Although the shape of the frequency dependence of the ratio is quite complex, one can observe that in all cases there is a maximum in the frequency range from 5 kHz to 50 kHz.
3.5. Scaling and grouping
For the purpose of comparing the shapes of the frequency dependencies of the spin-lattice relaxation rates, not the arbitrary values of the relaxation rates, some of the data have been multiplied by a factor chosen in such a way so the data overlap in the high frequency limit. This concept has already been used in Fig. 1 to underline the differences in the shapes of the frequency dependencies of the relaxation rates for the pathological and reference tissues for the individual cases. Figure 5a shows the outcome of scaling the relaxation data for the pathological tissues, while Fig. 5b shows the analogous result for the reference tissues.
For both the pathological and the reference tissues, one can distinguish two groups of data, but
the groups are formed by different individual cases. Figure A4 (Appendix) shows a comparison of the four groups. The data can be parametrised in terms of Eq. 4, as shown in Fig. 6a-d.
The obtained parameters are collected in Table 4.
Table 4
Parameters obtained from fitting the groups of relaxation data in terms of Eq. 4.

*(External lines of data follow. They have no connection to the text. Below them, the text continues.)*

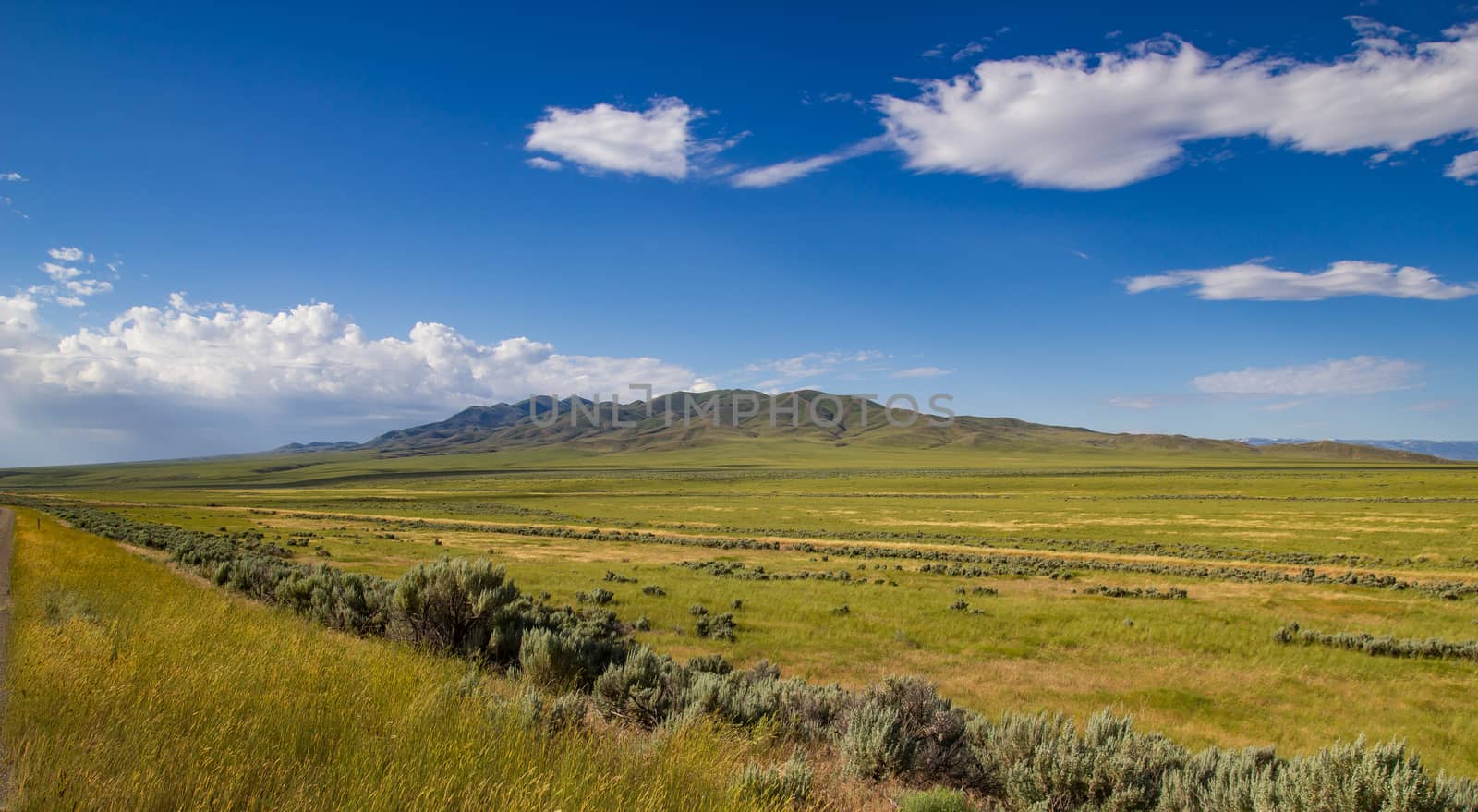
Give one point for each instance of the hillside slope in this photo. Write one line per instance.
(701, 418)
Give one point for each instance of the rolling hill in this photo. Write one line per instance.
(699, 418)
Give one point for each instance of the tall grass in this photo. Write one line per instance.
(135, 688)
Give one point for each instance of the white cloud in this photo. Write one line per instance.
(189, 379)
(1463, 167)
(61, 273)
(785, 172)
(1341, 278)
(606, 138)
(312, 351)
(67, 255)
(1135, 403)
(1363, 374)
(18, 322)
(923, 371)
(1285, 406)
(1097, 122)
(787, 371)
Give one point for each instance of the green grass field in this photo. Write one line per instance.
(1204, 669)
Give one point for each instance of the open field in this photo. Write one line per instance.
(123, 696)
(1241, 540)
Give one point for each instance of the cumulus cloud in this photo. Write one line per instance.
(280, 373)
(18, 322)
(785, 172)
(1364, 374)
(1076, 120)
(1463, 167)
(71, 285)
(606, 138)
(67, 255)
(1341, 278)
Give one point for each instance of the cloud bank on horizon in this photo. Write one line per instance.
(1093, 122)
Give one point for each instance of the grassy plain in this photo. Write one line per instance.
(1204, 669)
(132, 686)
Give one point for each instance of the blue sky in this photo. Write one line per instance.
(1127, 238)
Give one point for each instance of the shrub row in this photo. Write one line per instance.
(1106, 590)
(1386, 645)
(985, 564)
(896, 730)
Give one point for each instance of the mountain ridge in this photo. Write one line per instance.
(1460, 450)
(724, 416)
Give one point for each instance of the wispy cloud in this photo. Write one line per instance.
(606, 138)
(1463, 167)
(1135, 403)
(1364, 374)
(809, 367)
(1024, 118)
(785, 172)
(1434, 406)
(1258, 282)
(923, 371)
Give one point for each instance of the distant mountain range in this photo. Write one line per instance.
(1445, 448)
(698, 418)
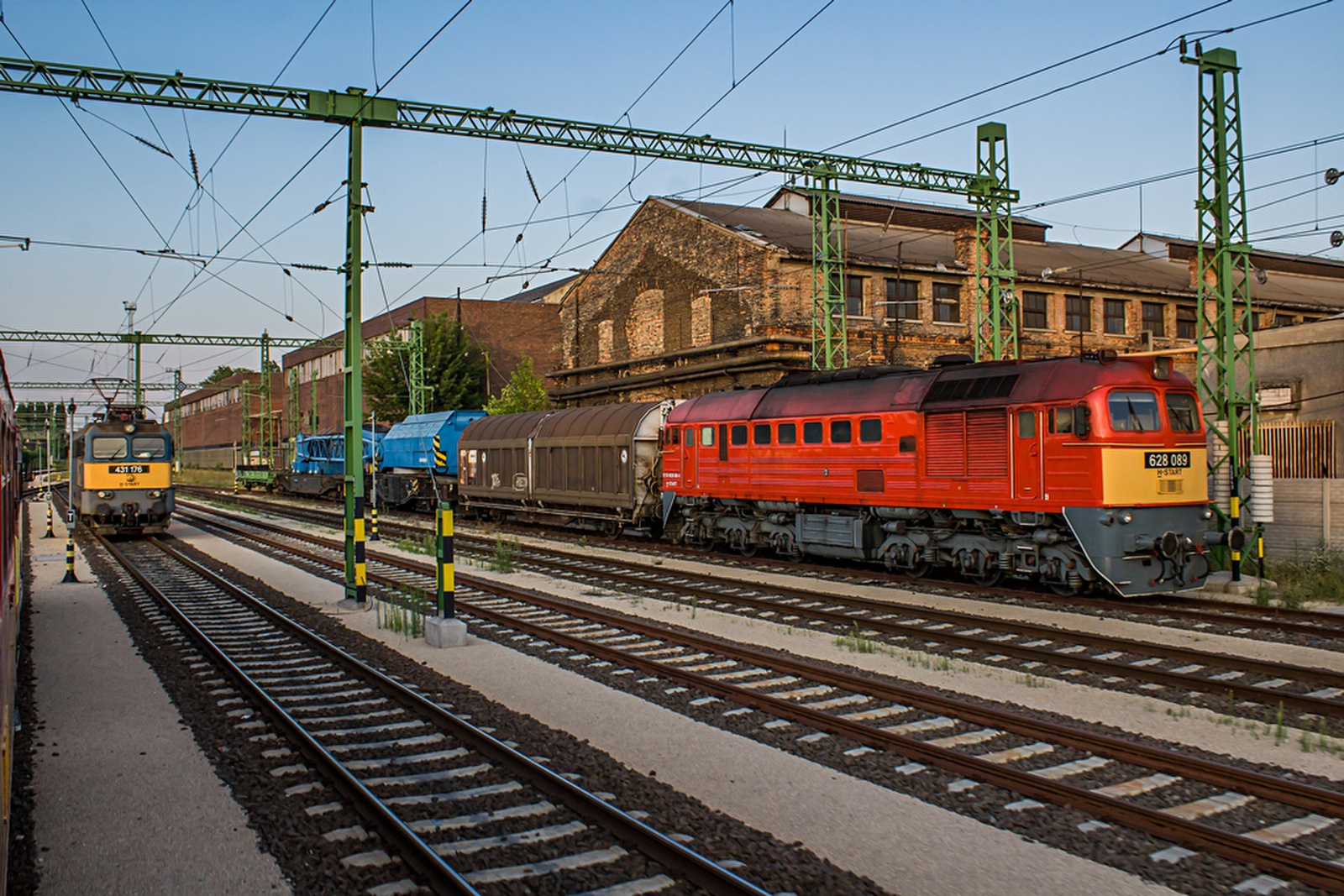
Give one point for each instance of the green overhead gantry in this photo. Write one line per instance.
(1225, 348)
(355, 109)
(139, 340)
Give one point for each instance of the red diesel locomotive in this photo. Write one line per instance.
(1073, 472)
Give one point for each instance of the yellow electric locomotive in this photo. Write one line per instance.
(123, 479)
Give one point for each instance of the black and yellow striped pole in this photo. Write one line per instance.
(447, 582)
(440, 458)
(360, 567)
(71, 559)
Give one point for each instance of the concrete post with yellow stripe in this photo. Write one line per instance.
(445, 629)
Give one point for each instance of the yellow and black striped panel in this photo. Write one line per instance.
(123, 474)
(1135, 476)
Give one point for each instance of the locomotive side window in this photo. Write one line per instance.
(109, 448)
(145, 448)
(1061, 419)
(1182, 412)
(1133, 411)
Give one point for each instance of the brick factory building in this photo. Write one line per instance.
(696, 297)
(528, 322)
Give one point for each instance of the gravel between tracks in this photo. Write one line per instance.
(313, 866)
(902, 842)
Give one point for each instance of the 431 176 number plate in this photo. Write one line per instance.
(1166, 459)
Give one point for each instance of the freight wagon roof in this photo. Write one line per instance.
(604, 421)
(985, 385)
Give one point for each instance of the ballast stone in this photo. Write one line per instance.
(445, 633)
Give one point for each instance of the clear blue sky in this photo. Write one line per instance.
(860, 65)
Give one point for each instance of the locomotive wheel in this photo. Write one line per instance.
(990, 579)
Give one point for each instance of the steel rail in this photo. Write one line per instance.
(651, 842)
(1233, 846)
(441, 876)
(1299, 703)
(1307, 622)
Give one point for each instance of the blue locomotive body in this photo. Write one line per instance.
(418, 464)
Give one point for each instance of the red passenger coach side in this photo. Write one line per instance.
(990, 469)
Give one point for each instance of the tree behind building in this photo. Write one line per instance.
(526, 391)
(454, 369)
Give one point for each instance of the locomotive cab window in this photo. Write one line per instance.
(1133, 411)
(1182, 412)
(147, 448)
(109, 448)
(1062, 419)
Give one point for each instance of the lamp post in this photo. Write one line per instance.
(71, 500)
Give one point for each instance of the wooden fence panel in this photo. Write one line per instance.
(1308, 512)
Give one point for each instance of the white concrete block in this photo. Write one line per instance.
(445, 633)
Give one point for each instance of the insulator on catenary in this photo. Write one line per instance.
(1263, 488)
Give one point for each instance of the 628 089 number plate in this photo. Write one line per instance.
(1166, 459)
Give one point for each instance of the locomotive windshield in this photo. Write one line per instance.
(1182, 412)
(109, 448)
(1133, 411)
(147, 448)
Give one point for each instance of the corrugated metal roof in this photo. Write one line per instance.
(1120, 269)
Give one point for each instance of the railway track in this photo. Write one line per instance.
(1233, 684)
(1284, 828)
(1196, 613)
(465, 812)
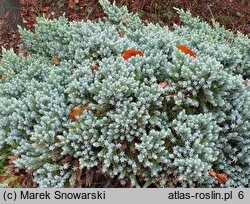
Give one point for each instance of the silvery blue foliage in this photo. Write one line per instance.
(130, 126)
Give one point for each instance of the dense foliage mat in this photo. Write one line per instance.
(169, 108)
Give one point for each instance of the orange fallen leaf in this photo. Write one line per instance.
(131, 53)
(247, 83)
(186, 50)
(221, 178)
(56, 60)
(45, 9)
(75, 112)
(12, 158)
(163, 84)
(94, 69)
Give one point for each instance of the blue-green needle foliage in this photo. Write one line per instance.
(131, 125)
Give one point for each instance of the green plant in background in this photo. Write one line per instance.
(138, 102)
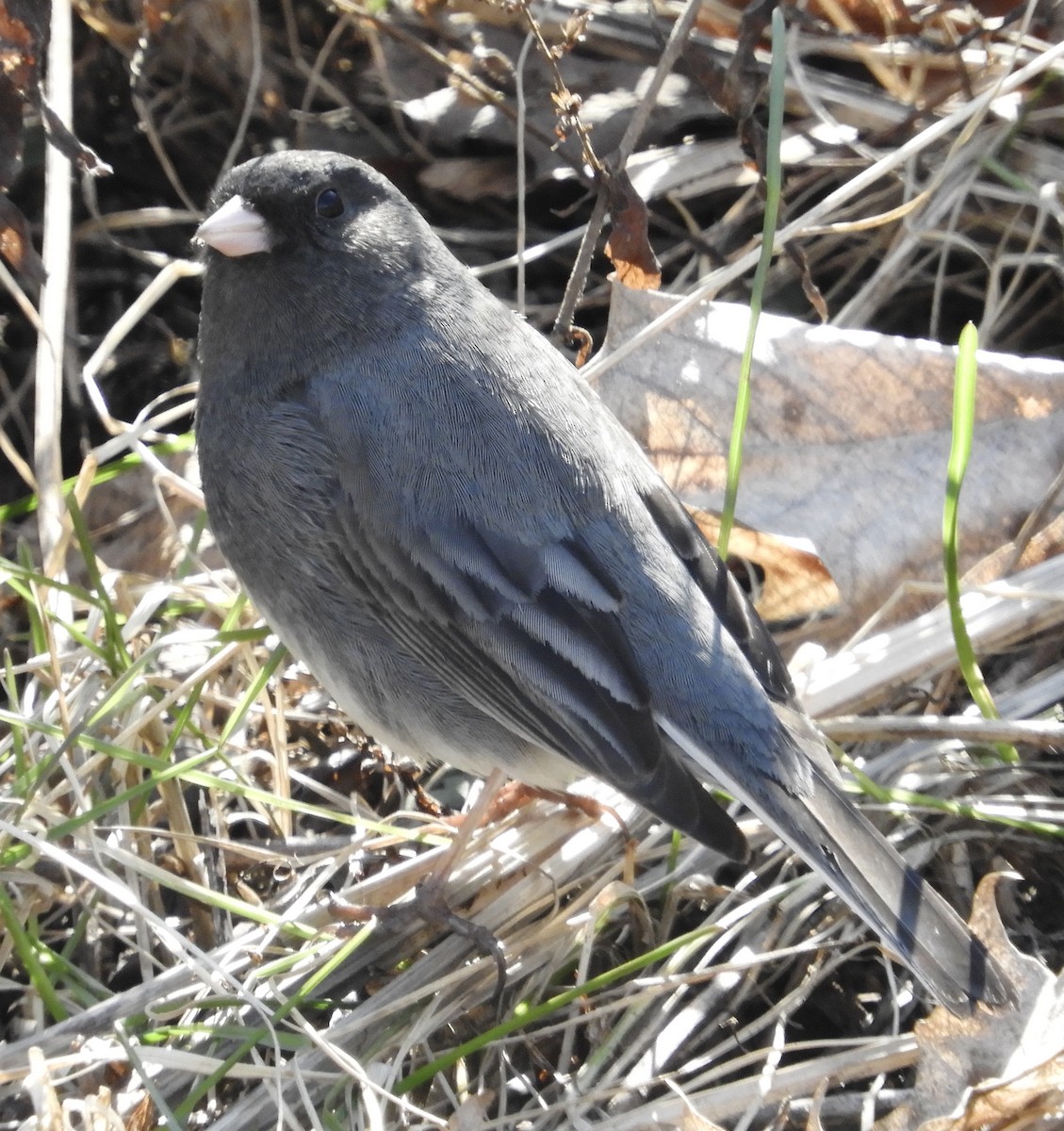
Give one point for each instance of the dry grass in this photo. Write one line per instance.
(183, 819)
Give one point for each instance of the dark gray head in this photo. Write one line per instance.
(311, 247)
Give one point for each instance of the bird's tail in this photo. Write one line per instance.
(831, 834)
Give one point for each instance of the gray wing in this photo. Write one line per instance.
(532, 636)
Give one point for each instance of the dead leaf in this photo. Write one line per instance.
(1000, 1067)
(629, 247)
(15, 243)
(847, 440)
(792, 582)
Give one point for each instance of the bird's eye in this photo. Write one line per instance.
(329, 204)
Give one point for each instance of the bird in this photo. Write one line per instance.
(437, 515)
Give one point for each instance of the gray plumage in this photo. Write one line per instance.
(437, 515)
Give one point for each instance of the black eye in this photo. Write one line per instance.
(329, 204)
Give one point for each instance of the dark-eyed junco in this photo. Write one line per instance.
(436, 514)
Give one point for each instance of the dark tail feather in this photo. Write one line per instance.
(827, 830)
(830, 832)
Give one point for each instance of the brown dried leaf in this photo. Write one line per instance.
(1000, 1067)
(629, 248)
(792, 582)
(15, 243)
(23, 24)
(847, 441)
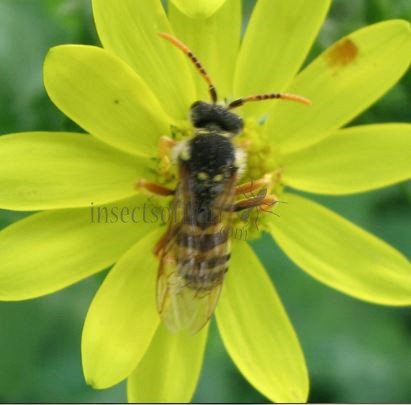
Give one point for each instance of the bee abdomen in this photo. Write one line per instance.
(202, 242)
(207, 274)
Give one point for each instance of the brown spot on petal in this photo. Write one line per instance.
(342, 53)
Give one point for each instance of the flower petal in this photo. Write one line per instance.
(170, 369)
(342, 82)
(352, 160)
(129, 29)
(52, 250)
(47, 170)
(105, 97)
(198, 9)
(277, 40)
(218, 57)
(257, 332)
(122, 318)
(340, 254)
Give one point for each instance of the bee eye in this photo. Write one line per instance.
(218, 177)
(202, 176)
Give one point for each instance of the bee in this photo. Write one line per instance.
(195, 250)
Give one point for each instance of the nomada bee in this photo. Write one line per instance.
(195, 250)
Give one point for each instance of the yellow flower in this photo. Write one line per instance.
(138, 88)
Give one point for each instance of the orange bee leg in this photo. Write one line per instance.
(165, 146)
(252, 186)
(154, 188)
(163, 242)
(262, 202)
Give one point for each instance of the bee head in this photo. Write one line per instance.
(216, 117)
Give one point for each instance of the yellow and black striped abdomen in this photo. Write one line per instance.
(202, 256)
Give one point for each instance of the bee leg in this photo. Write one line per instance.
(163, 242)
(253, 185)
(154, 188)
(165, 146)
(262, 202)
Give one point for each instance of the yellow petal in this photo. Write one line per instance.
(51, 250)
(352, 160)
(105, 97)
(46, 170)
(342, 82)
(215, 42)
(198, 9)
(340, 254)
(170, 369)
(122, 318)
(257, 332)
(129, 29)
(278, 38)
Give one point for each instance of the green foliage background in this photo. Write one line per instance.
(356, 352)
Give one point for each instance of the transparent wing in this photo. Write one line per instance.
(182, 307)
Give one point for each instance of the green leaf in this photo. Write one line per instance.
(278, 38)
(215, 41)
(342, 82)
(122, 318)
(257, 332)
(105, 97)
(47, 170)
(340, 254)
(52, 250)
(129, 29)
(170, 369)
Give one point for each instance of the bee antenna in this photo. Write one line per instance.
(269, 96)
(176, 42)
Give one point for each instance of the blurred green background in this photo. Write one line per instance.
(356, 352)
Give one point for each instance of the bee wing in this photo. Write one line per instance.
(180, 306)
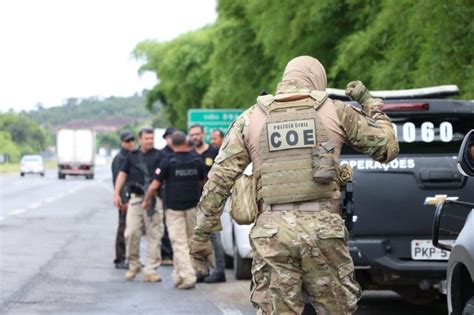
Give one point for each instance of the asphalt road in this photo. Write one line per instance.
(56, 251)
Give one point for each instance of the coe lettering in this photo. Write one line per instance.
(293, 134)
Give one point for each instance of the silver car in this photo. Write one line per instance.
(456, 218)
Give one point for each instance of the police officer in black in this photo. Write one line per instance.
(138, 169)
(166, 248)
(183, 173)
(127, 143)
(208, 154)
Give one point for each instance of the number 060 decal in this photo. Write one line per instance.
(427, 132)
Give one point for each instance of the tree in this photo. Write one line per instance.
(8, 147)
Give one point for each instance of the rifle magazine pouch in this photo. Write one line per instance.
(244, 204)
(324, 163)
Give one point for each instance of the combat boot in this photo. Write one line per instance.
(131, 273)
(152, 278)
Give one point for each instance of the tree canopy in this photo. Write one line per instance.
(387, 44)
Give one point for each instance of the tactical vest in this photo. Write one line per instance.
(295, 150)
(183, 188)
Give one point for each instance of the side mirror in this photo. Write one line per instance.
(456, 220)
(466, 155)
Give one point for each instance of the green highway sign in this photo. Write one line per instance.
(212, 119)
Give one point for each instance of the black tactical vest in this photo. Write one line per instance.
(183, 188)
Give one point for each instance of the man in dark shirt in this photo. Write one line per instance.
(217, 137)
(127, 142)
(166, 248)
(138, 169)
(208, 154)
(183, 173)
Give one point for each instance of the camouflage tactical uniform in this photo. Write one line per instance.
(299, 246)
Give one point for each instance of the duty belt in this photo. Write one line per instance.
(315, 206)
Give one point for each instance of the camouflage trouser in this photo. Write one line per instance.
(296, 252)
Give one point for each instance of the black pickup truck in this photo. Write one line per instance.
(391, 237)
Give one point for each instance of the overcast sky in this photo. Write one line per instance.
(51, 50)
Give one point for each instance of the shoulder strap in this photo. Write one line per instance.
(264, 101)
(319, 98)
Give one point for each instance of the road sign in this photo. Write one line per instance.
(213, 119)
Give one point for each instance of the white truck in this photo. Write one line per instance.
(75, 150)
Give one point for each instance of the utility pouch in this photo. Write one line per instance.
(244, 204)
(324, 164)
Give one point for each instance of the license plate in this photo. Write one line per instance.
(424, 250)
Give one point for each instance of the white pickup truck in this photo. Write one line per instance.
(235, 240)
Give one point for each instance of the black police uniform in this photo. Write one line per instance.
(182, 172)
(166, 248)
(135, 165)
(120, 250)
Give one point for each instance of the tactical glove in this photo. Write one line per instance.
(202, 256)
(357, 91)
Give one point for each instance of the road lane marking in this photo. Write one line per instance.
(34, 206)
(17, 211)
(228, 309)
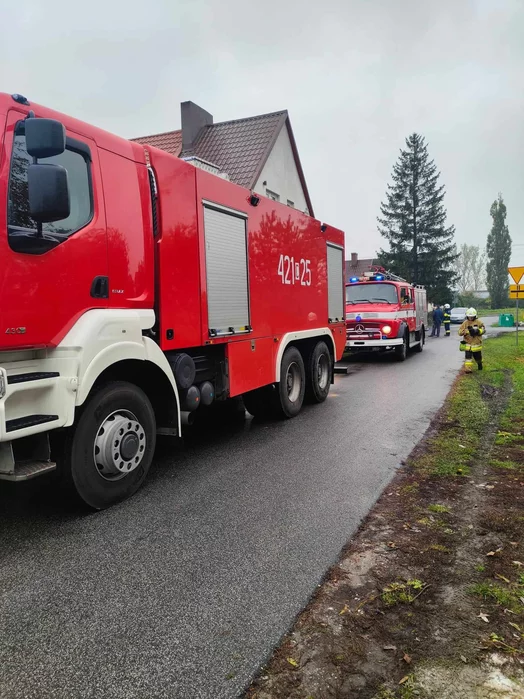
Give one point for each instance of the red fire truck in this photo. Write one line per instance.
(385, 313)
(135, 289)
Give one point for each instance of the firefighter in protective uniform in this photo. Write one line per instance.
(447, 320)
(471, 332)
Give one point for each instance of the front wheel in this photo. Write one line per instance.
(109, 451)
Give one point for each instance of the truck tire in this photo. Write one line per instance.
(292, 385)
(318, 373)
(109, 451)
(401, 351)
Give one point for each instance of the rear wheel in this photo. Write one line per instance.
(292, 385)
(319, 371)
(108, 453)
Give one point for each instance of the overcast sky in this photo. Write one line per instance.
(357, 76)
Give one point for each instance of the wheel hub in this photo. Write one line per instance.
(119, 445)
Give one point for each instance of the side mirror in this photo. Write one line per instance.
(48, 191)
(44, 137)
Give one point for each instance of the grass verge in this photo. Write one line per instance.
(431, 589)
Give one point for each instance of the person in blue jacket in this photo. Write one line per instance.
(438, 317)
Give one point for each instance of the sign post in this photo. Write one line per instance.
(516, 291)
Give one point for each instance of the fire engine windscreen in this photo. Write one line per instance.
(371, 293)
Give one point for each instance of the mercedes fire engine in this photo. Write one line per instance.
(385, 313)
(136, 289)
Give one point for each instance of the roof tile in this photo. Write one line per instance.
(171, 141)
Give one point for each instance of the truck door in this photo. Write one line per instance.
(47, 282)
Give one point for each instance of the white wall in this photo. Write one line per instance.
(281, 175)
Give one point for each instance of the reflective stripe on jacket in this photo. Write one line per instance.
(474, 341)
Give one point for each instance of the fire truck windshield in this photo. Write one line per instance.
(367, 292)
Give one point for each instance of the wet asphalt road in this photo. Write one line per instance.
(183, 591)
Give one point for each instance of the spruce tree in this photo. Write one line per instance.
(498, 249)
(413, 221)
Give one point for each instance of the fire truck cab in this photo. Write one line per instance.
(385, 313)
(136, 289)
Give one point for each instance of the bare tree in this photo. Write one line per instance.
(470, 268)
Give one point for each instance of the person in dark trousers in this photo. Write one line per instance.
(447, 320)
(438, 317)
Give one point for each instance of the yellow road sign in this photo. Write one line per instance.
(516, 291)
(516, 273)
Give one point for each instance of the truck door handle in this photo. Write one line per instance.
(100, 288)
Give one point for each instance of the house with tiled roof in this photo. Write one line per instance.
(258, 152)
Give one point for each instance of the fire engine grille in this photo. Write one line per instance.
(363, 331)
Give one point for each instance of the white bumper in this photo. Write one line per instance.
(41, 389)
(374, 344)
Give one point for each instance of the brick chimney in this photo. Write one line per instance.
(194, 118)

Group | \({C}_{s}\) [ kHz2] | \({\tau }_{s}\) [ms] | \({C}_{i}\) [ kHz2] | \({\tau }_{i}\) [ns] | \({C}_{f}\) [ kHz2] | \({\tau }_{f}\) [ns] | \(A\) [s− 1] |
A(t) | 0.261 ± 0.17 | 6.63 ± 0.26 | 1.45 ± 0.08 | 797 ± 56 | 11.2 ± 1.1 | 46.6 ± 3.9 | 1.63 ± 0.11 |
A(r) | 0.0534 ± 0.0029 | 19.1 ± 0.8 | 0.675 ± 0.020 | 1710 ± 60 | 5.78 ± 3.28 | 76.5 ± 4.3 | 1.69 ± 0.04 |
B(t) | 0.233 ± 0.013 | 5.97 ± 0.21 | 1.58 ± 0.62 | 667 ± 35 | 14.1 ± 2.8 | 35.8 ± 1.3 | 1.22± 0.11 |
B(r) | 0.0346 ± 0.0036 | 23.4 ± 0.2 | 0.588 ± 0.314 | 1580 ± 104 | 12.1 ± 4.1 | 38.0 ± 1.8 | 1.12 ± 0.04 |
Following the approach presented in Section 3.1, it is of interest to compare the \(\xi\) parameters obtained from the fitted curves in the frequency range from 1 kHz to 10 kHz and from 10 kHz to 10 MHz; they yield: 20.1% for group 1 of tumour, 15.9% for group 2, 38.9% for group 1 of reference, 39.3% for group 2 of reference in the 1 kHz-10 kHz frequency range and 892.1% for group 1 of tumour, 790.8% for group 2, 502.3% for group 1 of reference, 568.5% for group 2 of reference in the 10 kHz-10 MHz frequency range.
In Figure A5 (Appendix), the derivative curves for the four groups are shown. The derivatives preserve the features described in Section 3.3 – the minimum is more pronounced for the reference tissues and shifted towards lower frequencies.